As each cast member bounces through the stage door, the excitement on their faces is clear for all to see. The opening night. The event every child has been waiting for, working towards and focussing on for the past twelve weeks.
They are met by the stage manager who directs each child into their dressing room where the costume designer has laid out their opening
scene attire. The set designer has now finished and children are invited to take a walk around the stage, familiarizing themselves with entrances and exits, scenery and props. Microphones and make up come next, and finally our young cast are ready for their pre-show warm up and ‘team talk’. A reminder to stay focussed and enjoy it! The hard work has been done and now it is time to give it their best shot. Containing their excitement is a nice challenge to have.
As the curtain opens to a packed house, the energy pours off the stage. It is infectious. The audience are with them every step of the way and you can see each child growing in confidence as the show goes on.
As director, I sit nervously, rooting for my team, terrified that someone will dry, or miss an entrance, but they are fearless, and the show continues without a hitch.
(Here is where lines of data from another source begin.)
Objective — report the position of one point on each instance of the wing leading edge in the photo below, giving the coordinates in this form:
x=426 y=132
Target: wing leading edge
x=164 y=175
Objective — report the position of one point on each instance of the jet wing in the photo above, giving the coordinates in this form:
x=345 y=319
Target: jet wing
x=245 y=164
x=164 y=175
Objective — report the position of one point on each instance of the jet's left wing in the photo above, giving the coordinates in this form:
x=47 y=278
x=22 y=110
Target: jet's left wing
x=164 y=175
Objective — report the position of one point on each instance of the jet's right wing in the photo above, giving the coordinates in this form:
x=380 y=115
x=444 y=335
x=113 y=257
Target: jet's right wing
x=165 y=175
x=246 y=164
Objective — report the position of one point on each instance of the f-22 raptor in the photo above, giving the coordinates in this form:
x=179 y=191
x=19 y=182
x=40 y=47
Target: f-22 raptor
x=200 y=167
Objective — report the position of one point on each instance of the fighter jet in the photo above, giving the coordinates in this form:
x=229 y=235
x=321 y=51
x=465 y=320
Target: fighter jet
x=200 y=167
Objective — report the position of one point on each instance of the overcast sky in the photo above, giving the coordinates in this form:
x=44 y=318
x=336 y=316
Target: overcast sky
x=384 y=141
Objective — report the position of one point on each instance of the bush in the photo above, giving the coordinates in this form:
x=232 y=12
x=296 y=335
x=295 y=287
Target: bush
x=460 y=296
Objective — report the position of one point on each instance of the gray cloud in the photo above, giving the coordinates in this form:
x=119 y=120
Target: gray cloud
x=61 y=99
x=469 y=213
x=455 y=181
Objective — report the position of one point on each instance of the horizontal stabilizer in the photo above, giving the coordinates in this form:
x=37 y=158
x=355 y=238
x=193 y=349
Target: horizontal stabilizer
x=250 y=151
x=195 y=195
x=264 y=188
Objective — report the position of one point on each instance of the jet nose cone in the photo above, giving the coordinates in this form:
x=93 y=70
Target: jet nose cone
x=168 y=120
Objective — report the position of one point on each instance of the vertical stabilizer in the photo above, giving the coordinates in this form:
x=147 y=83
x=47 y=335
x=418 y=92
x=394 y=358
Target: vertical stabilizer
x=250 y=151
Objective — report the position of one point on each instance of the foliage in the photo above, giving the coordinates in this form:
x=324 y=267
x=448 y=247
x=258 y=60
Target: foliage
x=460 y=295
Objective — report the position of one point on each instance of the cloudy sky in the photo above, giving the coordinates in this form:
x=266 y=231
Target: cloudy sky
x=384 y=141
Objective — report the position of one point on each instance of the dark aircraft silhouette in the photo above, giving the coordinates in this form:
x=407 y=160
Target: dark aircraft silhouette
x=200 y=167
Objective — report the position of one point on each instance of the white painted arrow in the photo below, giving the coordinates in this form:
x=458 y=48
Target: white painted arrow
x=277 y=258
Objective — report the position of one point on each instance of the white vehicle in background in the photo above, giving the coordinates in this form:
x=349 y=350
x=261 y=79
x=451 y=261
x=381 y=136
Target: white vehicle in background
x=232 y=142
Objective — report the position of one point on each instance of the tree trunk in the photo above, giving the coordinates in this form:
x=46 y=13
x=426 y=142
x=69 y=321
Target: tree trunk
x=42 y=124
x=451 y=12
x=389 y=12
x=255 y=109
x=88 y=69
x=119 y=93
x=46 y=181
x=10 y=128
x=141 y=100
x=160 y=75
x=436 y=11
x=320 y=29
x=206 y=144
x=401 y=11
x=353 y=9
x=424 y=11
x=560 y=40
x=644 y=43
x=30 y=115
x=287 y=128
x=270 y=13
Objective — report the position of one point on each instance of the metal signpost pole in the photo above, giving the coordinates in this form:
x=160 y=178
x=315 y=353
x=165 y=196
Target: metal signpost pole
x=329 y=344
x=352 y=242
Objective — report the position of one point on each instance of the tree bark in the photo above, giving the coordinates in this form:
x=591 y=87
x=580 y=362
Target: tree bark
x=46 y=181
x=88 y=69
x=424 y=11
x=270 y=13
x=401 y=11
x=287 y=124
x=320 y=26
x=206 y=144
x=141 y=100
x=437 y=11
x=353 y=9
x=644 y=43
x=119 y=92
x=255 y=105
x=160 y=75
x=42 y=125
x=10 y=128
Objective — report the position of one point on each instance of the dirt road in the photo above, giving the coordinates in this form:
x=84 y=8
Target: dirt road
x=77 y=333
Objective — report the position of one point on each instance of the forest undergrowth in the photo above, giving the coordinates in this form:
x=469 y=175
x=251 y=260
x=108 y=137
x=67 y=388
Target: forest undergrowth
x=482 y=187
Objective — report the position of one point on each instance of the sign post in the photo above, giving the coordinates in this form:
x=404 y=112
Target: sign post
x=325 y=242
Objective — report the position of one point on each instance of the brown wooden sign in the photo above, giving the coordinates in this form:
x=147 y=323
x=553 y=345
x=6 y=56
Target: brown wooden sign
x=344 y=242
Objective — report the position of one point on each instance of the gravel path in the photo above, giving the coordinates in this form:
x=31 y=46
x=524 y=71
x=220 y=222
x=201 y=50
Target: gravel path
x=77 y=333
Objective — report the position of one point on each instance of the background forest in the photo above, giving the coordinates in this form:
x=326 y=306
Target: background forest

Everything the children have rehearsed now comes together, enhanced by the wonderful lighting, sounds, set and costume of our lovely creative team.
The finale is blasted out, every child beaming with pride and at last I breathe a sigh of relief. It is, without doubt, an emotional rollercoaster.
The cast buzz with joy after their show and can’t wait to return for their second performance. It is lovely to see. They are eager to share stories of their experience. What surprised them, what went well, what almost went wrong! They want to know what we all thought? And what will make their show even better next time?
After each show, I reflect on the journey we’ve been on together as a company. It is hard to remember some of the nervous singing from the audition three months earlier. Are these really the same children?
Our rehearsal process is a fine balance of challenge and support, ensuring children have everything they need to be in the right place for their performance. What do they need to grow as performers, but most importantly what do they need to grow as people?
Alice in Wonderland will be our eighth show and caps a truly inspiring three years at Dramacube. We’ve performed at numerous theatres including; Hampton Hill Theatre, Epsom Playhouse and the Watermans in Brentford, we grown to three locations with casts now in Twickenham, Hampton Hill and Kingston, seen a number of students perform in West End shows and in August 2017 we received six nominations and awards for best actor and best actress (under 14) at the Richmond arts Swan Awards.
Wishing the very best of luck to all of our performers this term.